Box score bits (NL): Washington Nationals right-hander Dan Haren is no rookie, but he outdueled New York Mets first-year right-hander Zack Wheeler Wednesday, allowing one hit in six shutout innings. Haren, whose season ERA is 5.02, remains too erratic to trust. He had permitted 12 runs in his previous 5 2/3 innings, outings against those lowly Mets and Marlins. … Wheeler allowed only one run in seven innings, lowering his ERA to 3.22. He should get two more starts this season. … San Francisco Giants right-hander Yusmeiro Petit couldn’t duplicate the success of his near-perfect game last week, allowing three runs over 5 2/3 innings Wednesday. Petit continues to strike hitters out, but he’s more spot starter than safe option. … St. Louis Cardinals first baseman Matt Adams blasted his 12th home run of the season Wednesday, a two-run shot off lefty Mike Gonzalez. Adams bats left-handed. He’ll continue to play regularly with Allen Craig out a few more weeks, and he’ll continue to hit. … Milwaukee Brewers shortstop Jean Segura is 1-for-8 the past two days, dropping his batting average below .300 for the first time all year. Segura is hitting .246 with a .269 OBP and one home run since the All-Star break. He hit .325 with 11 home runs prior. Remember all that in 2014 drafts. He’s got speed and is nearly top-10 on the Rater for the season, but he won’t be in my overall top-40 rankings next spring.

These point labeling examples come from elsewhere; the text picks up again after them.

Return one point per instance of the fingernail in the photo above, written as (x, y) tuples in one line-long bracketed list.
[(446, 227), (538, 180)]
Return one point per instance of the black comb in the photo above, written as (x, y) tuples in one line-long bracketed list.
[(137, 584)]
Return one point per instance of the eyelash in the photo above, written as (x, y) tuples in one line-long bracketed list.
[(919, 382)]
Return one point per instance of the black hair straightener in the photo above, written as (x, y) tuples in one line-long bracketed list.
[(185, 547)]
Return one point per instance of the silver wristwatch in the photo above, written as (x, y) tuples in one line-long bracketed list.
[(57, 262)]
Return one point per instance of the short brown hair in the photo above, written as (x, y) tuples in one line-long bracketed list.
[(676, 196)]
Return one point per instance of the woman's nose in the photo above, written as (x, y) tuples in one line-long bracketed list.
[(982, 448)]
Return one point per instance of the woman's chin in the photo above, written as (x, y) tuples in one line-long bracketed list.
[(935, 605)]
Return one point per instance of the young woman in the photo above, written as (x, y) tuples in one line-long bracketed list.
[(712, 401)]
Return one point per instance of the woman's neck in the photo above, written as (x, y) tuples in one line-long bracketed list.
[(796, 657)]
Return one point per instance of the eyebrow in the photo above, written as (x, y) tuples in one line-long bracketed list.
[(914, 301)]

Box score bits (AL): Kansas City Royals right-hander James Shields got back on track Wednesday with eight innings of two-run ball in Cleveland, winning his 11th game. Yeah, he has deserved more victories with his numbers, but at least he didn’t allow 10 runs like his previous outing. Shields has won seven of 10 starts. … Toronto Blue Jays outfielder Moises Sierra thrived Wednesday, with two doubles, a triple, two runs and his first stolen base. Sierra, 24, isn’t a top prospect -- he had 16 walks versus 106 strikeouts while hitting .261 at Triple-A Buffalo -- but he should see playing time down the stretch, especially with slugger Edwin Encarnacion perhaps done with a wrist injury. … Baltimore Orioles third baseman Danny Valencia had four hits Wednesday, raising his batting average to .330 over 109 at-bats. Valencia, a right-handed hitter, is batting .385 against lefty pitchers, like Wednesday’s foe, Andy Pettitte. Those in daily leagues take note: Valencia and the Orioles are scheduled to face lefty Mark Buehrle Sunday. … Detroit Tigers right-hander Anibal Sanchez fanned 10 Chicago White Sox over 7 1/3 shutout innings Wednesday, earning his 14th win. Sanchez has a 2.50 ERA. He won’t win the Cy Young award, but the case for top-20 starting pitcher status in 2014 is legit.
Fantasy owners really could not have asked for much more of Miami Marlins right-hander Jose Fernandez this year. The Cuban import surprisingly made the Marlins out of spring training at age 20, became a popular fantasy free-agent pickup immediately, held his own the first half of the season despite the lack of awesome teammates around him, and then was quite simply the best pitcher in the game after the All-Star break.